2. SEBI (Securities and Exchange Board of India) Guidelines

It ensures the protection of investors and have mandated the companies to adhere to the best practices mentioned in the guidelines.

3. Accounting Standards issued by the ICAI (Institute of Chartered Accountants of India)
Wherein the ICAI is an independent body and issues accounting norms. The disclosure of financial statements is also made mandatory by the ICAI backed by “the Companies Act 2013, Sec. 129”.[2]

4. Standard Listing Agreement of Stock Exchanges

It applies to the companies whose shares are listed on various stock exchanges.

5. Secretarial Standards Issued by the ICSI (Institute of Company Secretaries of India)

It issues norms on ‘Meetings of the board of Directors’, General Meetings’, etc. The companies Act 2013 empowers this independent body to provide norms which each and every company is required to adhere to so that they are not penalized under the Companies Act itself.

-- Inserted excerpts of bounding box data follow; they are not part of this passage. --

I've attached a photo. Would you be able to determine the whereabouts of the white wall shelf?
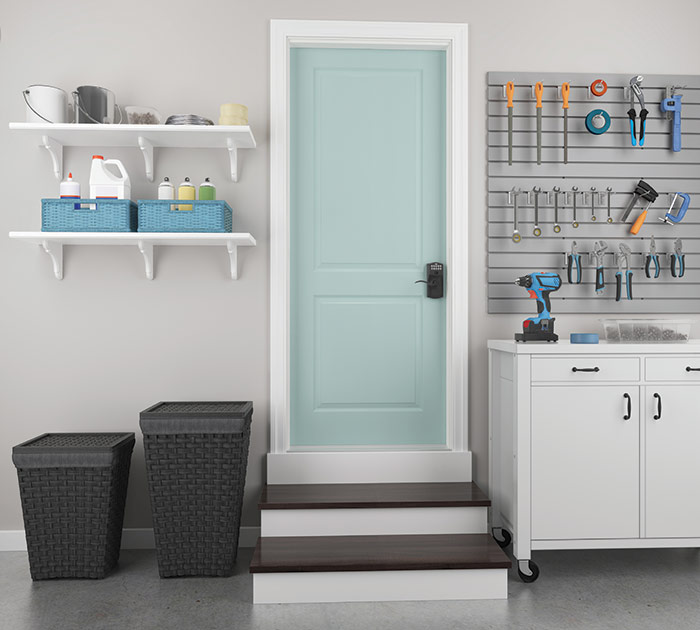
[10,232,256,280]
[10,123,256,182]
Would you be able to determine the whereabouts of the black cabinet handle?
[654,394,661,420]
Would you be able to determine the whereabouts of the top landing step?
[258,482,491,510]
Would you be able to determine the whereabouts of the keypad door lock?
[415,262,445,300]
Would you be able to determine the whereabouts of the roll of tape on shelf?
[586,109,610,136]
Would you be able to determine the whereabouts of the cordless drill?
[515,271,561,341]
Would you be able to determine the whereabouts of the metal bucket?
[73,85,122,124]
[22,85,68,123]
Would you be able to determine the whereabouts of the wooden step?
[258,482,491,510]
[259,482,490,536]
[250,534,511,603]
[250,534,511,573]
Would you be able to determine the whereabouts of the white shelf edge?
[9,122,257,182]
[9,232,257,280]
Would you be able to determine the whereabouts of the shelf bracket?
[226,138,238,182]
[137,241,153,280]
[41,136,63,182]
[138,136,153,182]
[231,243,238,280]
[41,241,63,280]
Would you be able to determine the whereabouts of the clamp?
[615,243,632,302]
[627,74,649,147]
[644,236,661,278]
[659,193,690,230]
[566,241,581,284]
[668,238,685,278]
[589,241,608,293]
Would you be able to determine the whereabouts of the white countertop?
[488,339,700,354]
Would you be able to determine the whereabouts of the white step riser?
[253,569,508,604]
[260,507,488,536]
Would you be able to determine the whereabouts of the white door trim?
[270,20,468,454]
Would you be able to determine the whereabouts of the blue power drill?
[515,271,561,341]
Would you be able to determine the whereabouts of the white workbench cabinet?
[488,340,700,582]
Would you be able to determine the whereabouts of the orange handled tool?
[630,211,649,234]
[535,81,544,164]
[506,81,515,166]
[561,83,571,164]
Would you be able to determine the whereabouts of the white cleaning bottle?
[90,155,131,199]
[58,173,80,199]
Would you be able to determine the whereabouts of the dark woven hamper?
[12,433,134,580]
[140,402,253,578]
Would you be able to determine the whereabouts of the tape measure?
[591,79,608,96]
[586,109,610,136]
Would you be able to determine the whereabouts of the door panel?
[645,385,700,538]
[290,48,449,448]
[532,386,640,540]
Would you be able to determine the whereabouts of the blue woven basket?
[41,199,138,232]
[138,199,233,232]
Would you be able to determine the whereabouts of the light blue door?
[290,48,442,448]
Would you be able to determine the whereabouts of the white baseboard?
[253,569,508,604]
[267,451,472,484]
[0,527,260,551]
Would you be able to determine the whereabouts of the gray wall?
[0,0,700,530]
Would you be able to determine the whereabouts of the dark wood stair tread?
[250,534,511,573]
[258,482,491,510]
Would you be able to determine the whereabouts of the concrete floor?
[0,549,700,630]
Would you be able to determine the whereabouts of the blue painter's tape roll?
[569,333,599,343]
[586,109,610,136]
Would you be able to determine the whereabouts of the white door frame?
[270,20,471,483]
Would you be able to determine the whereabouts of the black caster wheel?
[518,560,540,584]
[493,527,513,549]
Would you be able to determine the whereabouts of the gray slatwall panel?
[486,72,700,315]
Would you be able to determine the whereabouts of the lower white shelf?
[10,232,256,280]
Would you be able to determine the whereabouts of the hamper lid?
[12,433,135,468]
[140,401,253,434]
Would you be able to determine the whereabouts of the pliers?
[627,74,649,147]
[669,238,685,278]
[644,236,661,278]
[566,241,581,284]
[615,243,632,302]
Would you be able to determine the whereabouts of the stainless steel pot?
[73,85,122,124]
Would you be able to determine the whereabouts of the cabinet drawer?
[646,354,700,382]
[532,354,640,383]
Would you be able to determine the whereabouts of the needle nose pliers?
[669,238,685,278]
[627,74,649,147]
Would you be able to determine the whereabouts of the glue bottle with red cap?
[58,173,80,199]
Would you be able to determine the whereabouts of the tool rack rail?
[487,72,700,314]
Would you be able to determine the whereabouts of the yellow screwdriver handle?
[630,210,647,234]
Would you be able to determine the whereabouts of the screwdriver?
[561,83,571,164]
[535,81,544,164]
[506,81,515,166]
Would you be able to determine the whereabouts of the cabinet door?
[532,385,639,540]
[643,385,700,538]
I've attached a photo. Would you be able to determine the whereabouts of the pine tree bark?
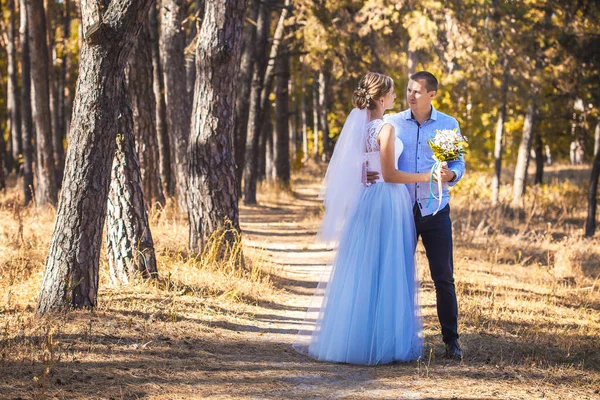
[26,0,58,207]
[106,85,158,285]
[38,0,152,314]
[312,75,319,161]
[300,61,308,162]
[273,46,290,187]
[244,1,271,205]
[258,109,275,182]
[233,0,259,193]
[6,0,23,172]
[148,3,175,197]
[19,0,33,205]
[188,0,247,261]
[534,129,544,185]
[585,144,600,237]
[512,99,536,207]
[594,121,600,157]
[46,3,65,188]
[55,0,71,175]
[160,0,190,212]
[127,24,166,205]
[492,64,509,206]
[319,70,329,162]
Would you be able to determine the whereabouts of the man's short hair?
[410,71,438,92]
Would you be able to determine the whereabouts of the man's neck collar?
[407,105,437,121]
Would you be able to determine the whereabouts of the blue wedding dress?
[294,119,423,365]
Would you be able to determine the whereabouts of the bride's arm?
[377,124,429,183]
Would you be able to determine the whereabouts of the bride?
[294,72,429,365]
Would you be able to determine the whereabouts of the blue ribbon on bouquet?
[427,156,446,215]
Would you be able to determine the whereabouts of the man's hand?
[434,166,456,182]
[367,171,379,185]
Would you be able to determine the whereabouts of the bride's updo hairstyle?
[352,72,394,110]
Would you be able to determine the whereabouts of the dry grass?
[0,165,600,399]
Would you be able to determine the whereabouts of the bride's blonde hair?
[352,72,394,110]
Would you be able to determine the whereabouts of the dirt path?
[184,181,592,399]
[0,173,600,400]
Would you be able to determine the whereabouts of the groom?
[367,71,465,359]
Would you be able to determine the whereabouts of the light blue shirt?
[384,106,465,216]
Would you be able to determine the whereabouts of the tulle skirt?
[294,182,423,365]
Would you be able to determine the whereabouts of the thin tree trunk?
[585,145,600,237]
[244,1,271,204]
[513,99,536,207]
[148,3,175,197]
[492,68,509,206]
[127,24,165,206]
[19,0,33,205]
[273,45,290,187]
[38,0,152,314]
[106,85,158,285]
[312,75,319,161]
[594,121,600,157]
[300,61,308,162]
[319,70,329,162]
[288,70,298,162]
[46,3,65,188]
[188,0,246,263]
[6,0,23,172]
[185,0,205,119]
[534,129,544,185]
[258,108,275,182]
[55,0,71,169]
[27,0,58,207]
[160,0,190,212]
[233,0,259,193]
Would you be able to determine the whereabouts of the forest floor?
[0,166,600,400]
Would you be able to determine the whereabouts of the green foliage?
[290,0,600,168]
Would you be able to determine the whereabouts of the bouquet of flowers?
[427,128,468,163]
[427,128,468,215]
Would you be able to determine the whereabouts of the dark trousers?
[413,203,458,343]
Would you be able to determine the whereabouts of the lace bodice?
[366,119,385,153]
[365,119,404,182]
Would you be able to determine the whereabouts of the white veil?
[317,108,369,243]
[293,108,369,354]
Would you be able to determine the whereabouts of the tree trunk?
[185,0,204,119]
[273,46,290,187]
[244,1,271,204]
[585,148,600,237]
[148,3,175,197]
[319,71,329,162]
[27,0,58,207]
[106,85,158,285]
[38,0,152,314]
[288,70,298,162]
[534,129,544,185]
[300,61,308,162]
[19,0,33,205]
[258,108,275,182]
[594,121,600,157]
[233,0,259,193]
[312,75,319,161]
[160,0,190,212]
[492,68,509,206]
[513,99,536,207]
[127,24,166,206]
[6,0,23,172]
[188,0,247,262]
[46,3,65,188]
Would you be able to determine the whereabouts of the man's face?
[406,79,436,111]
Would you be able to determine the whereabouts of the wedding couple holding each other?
[294,71,465,365]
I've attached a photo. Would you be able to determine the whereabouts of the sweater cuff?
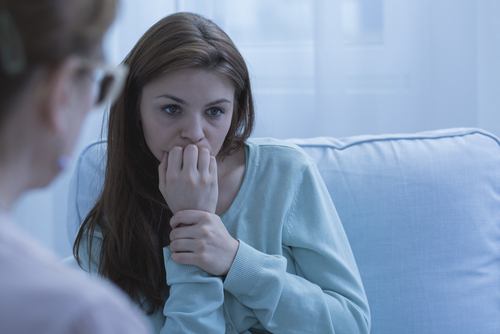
[224,240,266,298]
[163,247,204,286]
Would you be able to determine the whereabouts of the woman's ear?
[37,56,81,134]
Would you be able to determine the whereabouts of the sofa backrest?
[67,129,500,334]
[293,129,500,334]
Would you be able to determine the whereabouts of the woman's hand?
[170,210,239,276]
[158,145,219,214]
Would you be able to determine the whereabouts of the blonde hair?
[0,0,118,116]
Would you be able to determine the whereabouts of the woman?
[74,13,370,333]
[0,0,146,334]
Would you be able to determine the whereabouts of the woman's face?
[140,68,234,161]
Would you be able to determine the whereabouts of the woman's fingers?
[167,146,183,178]
[182,145,198,173]
[170,210,239,276]
[198,148,211,174]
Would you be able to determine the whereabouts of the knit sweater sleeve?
[79,228,225,334]
[224,163,370,334]
[160,247,226,334]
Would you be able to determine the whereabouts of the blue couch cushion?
[293,129,500,334]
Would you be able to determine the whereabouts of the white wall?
[15,0,500,255]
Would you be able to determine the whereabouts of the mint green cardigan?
[81,139,370,334]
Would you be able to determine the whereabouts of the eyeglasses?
[82,59,128,109]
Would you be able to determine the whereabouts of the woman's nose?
[181,116,205,143]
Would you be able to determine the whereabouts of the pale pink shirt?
[0,211,149,334]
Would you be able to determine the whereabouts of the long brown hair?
[0,0,118,121]
[73,13,254,314]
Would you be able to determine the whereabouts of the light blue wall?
[11,0,500,256]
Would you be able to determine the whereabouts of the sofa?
[67,128,500,334]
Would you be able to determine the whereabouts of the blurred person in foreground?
[0,0,147,334]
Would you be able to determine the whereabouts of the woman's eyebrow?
[205,99,232,108]
[156,94,232,108]
[156,94,189,106]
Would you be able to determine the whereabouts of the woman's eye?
[162,106,179,115]
[207,108,224,116]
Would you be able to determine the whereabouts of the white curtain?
[15,0,500,256]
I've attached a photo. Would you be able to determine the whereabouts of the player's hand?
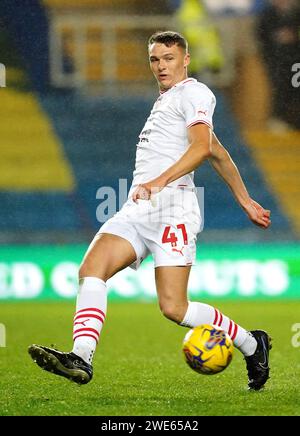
[132,183,151,203]
[243,199,271,229]
[132,182,164,206]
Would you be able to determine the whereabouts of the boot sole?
[248,335,273,391]
[28,345,90,385]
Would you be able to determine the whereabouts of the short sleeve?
[181,83,216,129]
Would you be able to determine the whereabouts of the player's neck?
[159,74,189,94]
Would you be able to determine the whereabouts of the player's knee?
[78,259,109,281]
[159,300,184,323]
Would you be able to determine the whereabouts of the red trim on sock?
[74,313,104,324]
[73,327,100,337]
[231,323,238,341]
[74,307,105,318]
[228,320,233,337]
[213,309,219,324]
[73,333,98,344]
[218,312,223,327]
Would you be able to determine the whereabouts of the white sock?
[72,277,107,364]
[180,301,257,356]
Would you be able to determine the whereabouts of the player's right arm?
[209,133,271,228]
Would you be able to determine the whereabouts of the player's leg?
[29,234,136,384]
[155,266,270,389]
[72,233,136,363]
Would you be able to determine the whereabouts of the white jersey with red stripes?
[129,78,216,196]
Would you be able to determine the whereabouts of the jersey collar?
[159,77,197,95]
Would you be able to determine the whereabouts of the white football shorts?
[97,187,201,269]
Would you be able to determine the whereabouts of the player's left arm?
[132,123,212,202]
[209,133,271,228]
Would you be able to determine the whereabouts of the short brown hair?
[148,30,188,51]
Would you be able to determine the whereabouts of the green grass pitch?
[0,301,300,416]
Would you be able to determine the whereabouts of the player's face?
[149,43,190,90]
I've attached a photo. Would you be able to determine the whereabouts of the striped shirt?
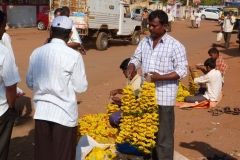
[130,33,188,106]
[0,43,21,116]
[26,38,88,127]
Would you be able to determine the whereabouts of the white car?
[201,8,220,20]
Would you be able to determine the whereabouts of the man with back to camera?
[60,6,86,54]
[26,16,88,160]
[221,11,236,49]
[0,11,20,160]
[125,10,188,160]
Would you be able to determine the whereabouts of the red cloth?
[216,56,227,74]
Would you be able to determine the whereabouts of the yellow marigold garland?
[116,81,159,154]
[77,113,118,143]
[85,147,117,160]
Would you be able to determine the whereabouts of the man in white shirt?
[26,16,88,160]
[190,10,195,29]
[60,6,86,54]
[167,9,174,32]
[221,11,236,49]
[0,11,20,160]
[184,58,222,103]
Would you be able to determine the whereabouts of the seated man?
[110,58,141,104]
[109,58,141,127]
[184,58,222,103]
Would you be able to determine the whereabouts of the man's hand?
[110,89,122,98]
[195,65,205,70]
[124,63,135,78]
[144,72,161,82]
[6,84,17,108]
[78,45,86,55]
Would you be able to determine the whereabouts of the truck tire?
[131,31,140,45]
[96,32,108,51]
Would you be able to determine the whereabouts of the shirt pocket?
[157,57,173,73]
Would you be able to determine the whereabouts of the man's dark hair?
[0,10,6,25]
[120,58,130,70]
[208,47,219,54]
[51,27,72,39]
[148,10,168,25]
[204,58,216,69]
[54,8,62,14]
[60,6,70,16]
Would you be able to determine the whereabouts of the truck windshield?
[224,11,237,16]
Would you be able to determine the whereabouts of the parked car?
[201,8,220,20]
[131,8,152,21]
[37,7,49,30]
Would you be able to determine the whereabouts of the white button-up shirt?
[223,16,236,32]
[26,38,88,127]
[194,69,222,101]
[129,33,188,106]
[0,43,21,116]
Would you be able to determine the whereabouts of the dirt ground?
[7,20,240,160]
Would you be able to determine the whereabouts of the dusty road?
[7,20,240,160]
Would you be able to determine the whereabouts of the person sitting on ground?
[109,58,141,128]
[110,58,141,104]
[196,47,227,83]
[184,58,222,103]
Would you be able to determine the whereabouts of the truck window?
[123,6,131,18]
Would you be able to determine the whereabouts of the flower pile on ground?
[107,103,120,116]
[77,113,118,143]
[116,81,159,154]
[85,147,117,160]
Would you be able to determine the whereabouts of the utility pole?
[185,0,189,19]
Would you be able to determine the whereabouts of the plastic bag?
[217,32,223,42]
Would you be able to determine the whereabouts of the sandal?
[232,108,240,115]
[223,107,233,114]
[212,109,224,116]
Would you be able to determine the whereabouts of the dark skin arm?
[6,83,17,108]
[189,67,195,80]
[195,65,208,74]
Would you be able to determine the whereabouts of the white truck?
[49,0,141,50]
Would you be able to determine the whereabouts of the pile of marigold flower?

1.The Companies Act 2013, Ministry of Corporate Affairs (Visited on June 25th, 08:54 PM).
2.Financial Statements, The Companies Act 2013, The Companies Act Integrated Ready Reckoner (CAIRR) (Visited on June 25th, 09:36 PM).

About the Author:-

This Article has been written by Aryan Sinha, 4th Year law (BBA+LLB(H) student at Galgotias University, Greater Noida.

Related Posts

Concept of Justice

Introduction Man has been continuously struggling for the maintenance of justice. In democratic systems, justice is given the highest place. One of the most important


INTRODUCTION It is a very well known fact that legislature (state and union) has the sole power to make laws. However, the power of making

Post a Comment

Leave a Reply

Your email address will not be published.